Spend Resources to Stop Global Warming
- Strongly Support means you believe: Global warming is a serious threat that we should deal with immediately by raising carbon taxes,
raising CAFE standards, an pushing towards sustainable energy resources.
- Support means you believe: We should establish a market-based solution for excess carbon emissions, and the problem will be solved. The Kyoto Protocol should require developing countries' participation to make the solution work.
- Oppose means you believe: The cost of dealing with global warming is far higher than the potential damage, so we should do nothing. There's some evidence for global warming, but the effects are not certain. We should perhaps sign on to some international agreements, but make only minimal financial commitments for now.

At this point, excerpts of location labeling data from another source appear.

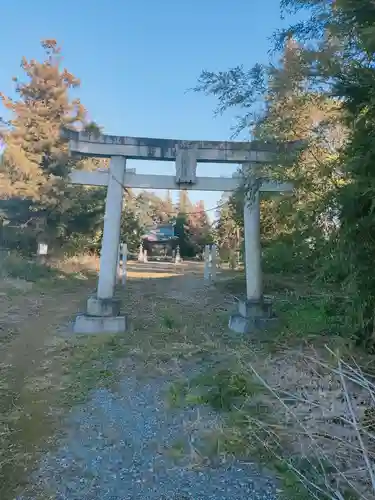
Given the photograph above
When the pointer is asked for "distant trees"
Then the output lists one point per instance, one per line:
(37, 202)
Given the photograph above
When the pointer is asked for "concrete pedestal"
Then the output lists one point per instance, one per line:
(253, 315)
(102, 316)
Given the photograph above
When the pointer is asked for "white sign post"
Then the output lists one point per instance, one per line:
(122, 262)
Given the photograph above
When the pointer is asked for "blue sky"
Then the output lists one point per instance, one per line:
(137, 59)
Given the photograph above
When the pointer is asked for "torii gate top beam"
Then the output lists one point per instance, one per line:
(145, 148)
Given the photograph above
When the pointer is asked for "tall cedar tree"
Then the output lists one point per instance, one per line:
(36, 159)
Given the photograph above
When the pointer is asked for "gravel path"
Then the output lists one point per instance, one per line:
(115, 448)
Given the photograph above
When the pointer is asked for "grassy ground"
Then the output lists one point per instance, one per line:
(280, 393)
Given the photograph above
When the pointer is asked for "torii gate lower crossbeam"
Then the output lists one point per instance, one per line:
(103, 311)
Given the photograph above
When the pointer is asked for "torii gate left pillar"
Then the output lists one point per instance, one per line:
(103, 310)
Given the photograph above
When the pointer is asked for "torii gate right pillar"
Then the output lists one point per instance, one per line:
(254, 310)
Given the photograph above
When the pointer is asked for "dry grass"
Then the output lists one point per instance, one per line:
(309, 415)
(326, 413)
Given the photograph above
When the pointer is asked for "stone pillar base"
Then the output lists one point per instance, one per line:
(252, 316)
(102, 316)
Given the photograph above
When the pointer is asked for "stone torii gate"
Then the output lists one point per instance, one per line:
(103, 311)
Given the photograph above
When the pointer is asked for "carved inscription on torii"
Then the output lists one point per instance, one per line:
(186, 163)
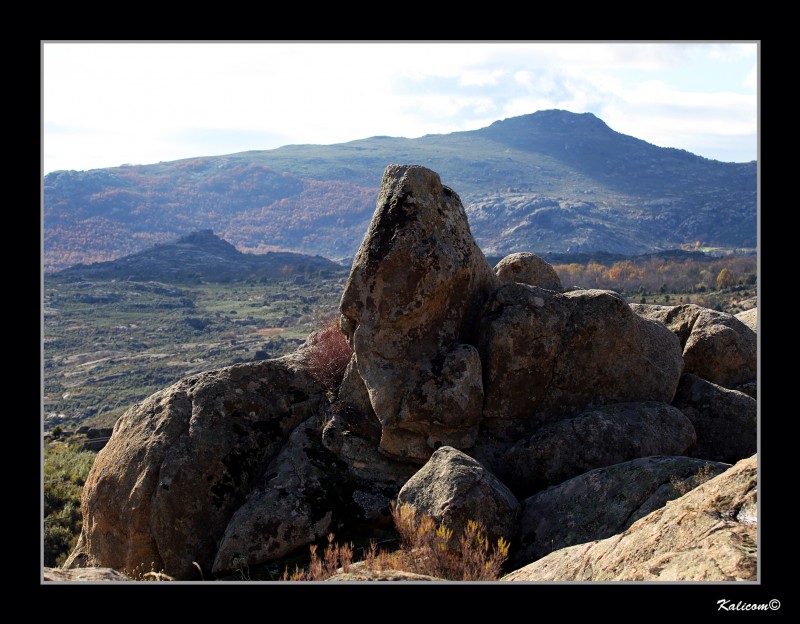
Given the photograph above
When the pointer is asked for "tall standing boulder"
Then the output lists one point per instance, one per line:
(408, 312)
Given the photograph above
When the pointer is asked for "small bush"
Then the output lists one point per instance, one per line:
(329, 355)
(425, 548)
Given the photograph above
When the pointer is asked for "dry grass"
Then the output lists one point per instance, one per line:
(426, 548)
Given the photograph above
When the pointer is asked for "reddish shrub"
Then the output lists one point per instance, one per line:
(329, 355)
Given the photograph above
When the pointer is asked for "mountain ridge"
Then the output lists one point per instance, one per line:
(202, 255)
(547, 182)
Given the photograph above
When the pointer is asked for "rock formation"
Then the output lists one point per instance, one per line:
(452, 488)
(408, 312)
(568, 513)
(709, 534)
(468, 388)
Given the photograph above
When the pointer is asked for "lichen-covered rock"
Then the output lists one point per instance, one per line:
(611, 434)
(549, 356)
(716, 346)
(528, 268)
(408, 312)
(726, 421)
(453, 488)
(709, 534)
(749, 318)
(179, 463)
(603, 502)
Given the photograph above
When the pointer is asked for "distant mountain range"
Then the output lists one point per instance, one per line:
(549, 182)
(204, 256)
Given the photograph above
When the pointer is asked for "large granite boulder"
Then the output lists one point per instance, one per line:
(717, 346)
(548, 356)
(453, 488)
(408, 313)
(179, 464)
(603, 502)
(602, 437)
(307, 492)
(709, 534)
(726, 421)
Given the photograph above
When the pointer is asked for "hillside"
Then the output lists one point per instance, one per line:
(202, 255)
(548, 182)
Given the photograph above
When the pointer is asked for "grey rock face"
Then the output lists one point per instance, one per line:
(308, 492)
(608, 435)
(603, 502)
(453, 488)
(548, 356)
(716, 346)
(528, 268)
(726, 421)
(181, 462)
(408, 310)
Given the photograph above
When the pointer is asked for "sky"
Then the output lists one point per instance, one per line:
(105, 104)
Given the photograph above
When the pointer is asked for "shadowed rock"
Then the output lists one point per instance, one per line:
(726, 421)
(408, 308)
(608, 435)
(603, 502)
(453, 488)
(181, 462)
(548, 356)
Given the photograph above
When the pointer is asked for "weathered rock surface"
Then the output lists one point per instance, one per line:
(603, 502)
(726, 421)
(749, 318)
(528, 268)
(549, 356)
(709, 534)
(608, 435)
(408, 308)
(85, 575)
(308, 493)
(453, 488)
(716, 346)
(181, 462)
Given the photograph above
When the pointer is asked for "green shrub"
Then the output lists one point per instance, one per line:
(64, 471)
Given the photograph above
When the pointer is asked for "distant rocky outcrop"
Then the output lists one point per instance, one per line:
(201, 255)
(467, 388)
(709, 534)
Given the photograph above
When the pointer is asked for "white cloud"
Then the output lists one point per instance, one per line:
(146, 102)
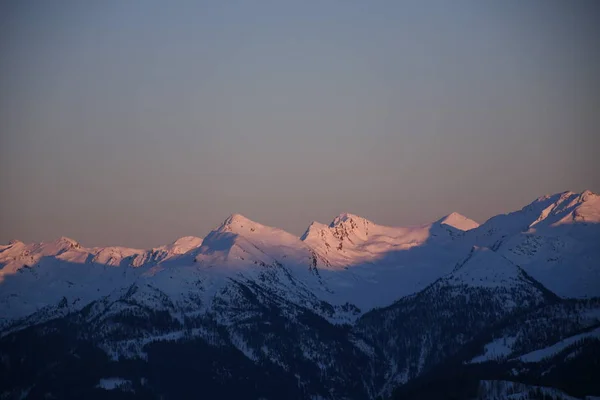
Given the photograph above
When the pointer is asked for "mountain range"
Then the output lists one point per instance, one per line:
(349, 310)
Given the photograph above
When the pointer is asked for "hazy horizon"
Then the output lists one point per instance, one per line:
(135, 123)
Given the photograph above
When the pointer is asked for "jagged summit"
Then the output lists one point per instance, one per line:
(347, 217)
(458, 221)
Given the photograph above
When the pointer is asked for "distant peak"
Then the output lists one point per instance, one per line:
(458, 221)
(346, 217)
(237, 223)
(63, 240)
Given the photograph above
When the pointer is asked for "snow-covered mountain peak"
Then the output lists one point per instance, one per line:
(237, 223)
(183, 245)
(348, 218)
(458, 221)
(486, 268)
(65, 242)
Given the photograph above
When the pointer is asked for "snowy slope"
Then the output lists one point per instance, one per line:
(555, 239)
(351, 260)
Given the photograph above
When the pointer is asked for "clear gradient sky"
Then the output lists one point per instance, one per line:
(136, 122)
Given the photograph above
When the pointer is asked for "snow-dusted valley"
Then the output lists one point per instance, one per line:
(350, 310)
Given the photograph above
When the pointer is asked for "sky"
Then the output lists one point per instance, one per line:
(137, 122)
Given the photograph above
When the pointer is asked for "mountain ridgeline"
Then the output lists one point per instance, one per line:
(350, 310)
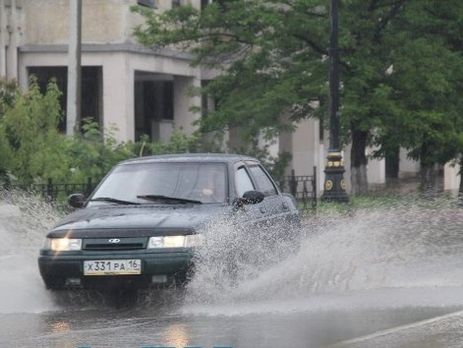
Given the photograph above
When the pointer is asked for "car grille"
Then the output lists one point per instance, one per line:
(114, 244)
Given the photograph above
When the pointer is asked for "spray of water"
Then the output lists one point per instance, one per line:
(24, 220)
(399, 245)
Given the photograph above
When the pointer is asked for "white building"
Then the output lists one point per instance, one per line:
(127, 86)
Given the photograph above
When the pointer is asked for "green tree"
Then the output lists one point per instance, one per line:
(272, 56)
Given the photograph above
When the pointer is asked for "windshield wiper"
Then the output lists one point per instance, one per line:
(167, 198)
(111, 200)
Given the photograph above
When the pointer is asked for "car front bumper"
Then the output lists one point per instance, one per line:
(65, 269)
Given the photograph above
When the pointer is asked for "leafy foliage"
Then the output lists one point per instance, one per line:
(401, 68)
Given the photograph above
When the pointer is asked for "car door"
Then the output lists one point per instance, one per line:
(274, 207)
(255, 213)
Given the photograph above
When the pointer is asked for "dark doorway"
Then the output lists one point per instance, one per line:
(92, 89)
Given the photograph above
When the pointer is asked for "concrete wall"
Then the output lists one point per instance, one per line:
(103, 21)
(407, 167)
(306, 149)
(451, 177)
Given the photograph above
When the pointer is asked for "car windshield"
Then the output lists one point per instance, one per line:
(164, 182)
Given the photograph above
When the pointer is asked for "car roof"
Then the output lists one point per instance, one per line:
(191, 157)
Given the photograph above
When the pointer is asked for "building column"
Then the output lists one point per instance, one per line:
(183, 102)
(118, 98)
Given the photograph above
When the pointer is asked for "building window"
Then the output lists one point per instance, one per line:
(147, 3)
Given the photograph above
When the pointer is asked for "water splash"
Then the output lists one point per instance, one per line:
(24, 220)
(404, 245)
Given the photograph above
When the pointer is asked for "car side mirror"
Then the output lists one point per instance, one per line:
(252, 197)
(76, 200)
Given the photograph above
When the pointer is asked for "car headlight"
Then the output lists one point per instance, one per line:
(175, 241)
(63, 244)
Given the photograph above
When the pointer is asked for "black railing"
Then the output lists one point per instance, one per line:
(54, 192)
(302, 187)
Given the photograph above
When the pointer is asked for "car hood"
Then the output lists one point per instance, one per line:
(152, 218)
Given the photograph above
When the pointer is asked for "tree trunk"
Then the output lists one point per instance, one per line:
(460, 189)
(392, 163)
(429, 172)
(359, 162)
(429, 179)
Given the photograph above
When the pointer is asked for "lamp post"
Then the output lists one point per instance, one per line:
(335, 185)
(73, 107)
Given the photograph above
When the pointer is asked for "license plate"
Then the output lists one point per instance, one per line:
(112, 267)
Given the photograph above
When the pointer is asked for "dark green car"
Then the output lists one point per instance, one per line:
(143, 222)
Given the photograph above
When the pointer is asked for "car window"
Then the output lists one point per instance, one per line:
(243, 182)
(263, 182)
(205, 182)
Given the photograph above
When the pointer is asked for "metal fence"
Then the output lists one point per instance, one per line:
(302, 187)
(52, 191)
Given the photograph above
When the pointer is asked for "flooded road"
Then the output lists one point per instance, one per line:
(385, 276)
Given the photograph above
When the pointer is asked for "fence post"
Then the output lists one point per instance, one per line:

- Strongly Oppose means you believe: There's no such thing as global warming - it's all natural climatic variation.
And if there is a problem, it won't affect us much, and we can deal with the problems as they arise.
This question is looking for your views on the environment in general. However you answer the above question would be similar to your response to these statements:
- Institute a Carbon Tax or increase the gasoline tax.
- Climate change is a serious problem that should be dealt with now.
- Implement the Kyoto Protocol and the Greenhouse Gas treaty.
- Spend resources on pollution control and on achieving clean air and clean water.
- Support and expand the Endangered Species Act.
- Greenhouse gases: Atmospheric gases which keep heat in, like greenhouse glass does. The most common greenhouse gas (GHG) is carbon dioxide (CO2), which comes from burning gasoline, wood, oil, etc. The evidence of rising CO2 levels is undisputed; the political dispute centers on how much of the rise is attributable to human activities versus how much is natural climatic fluctuation.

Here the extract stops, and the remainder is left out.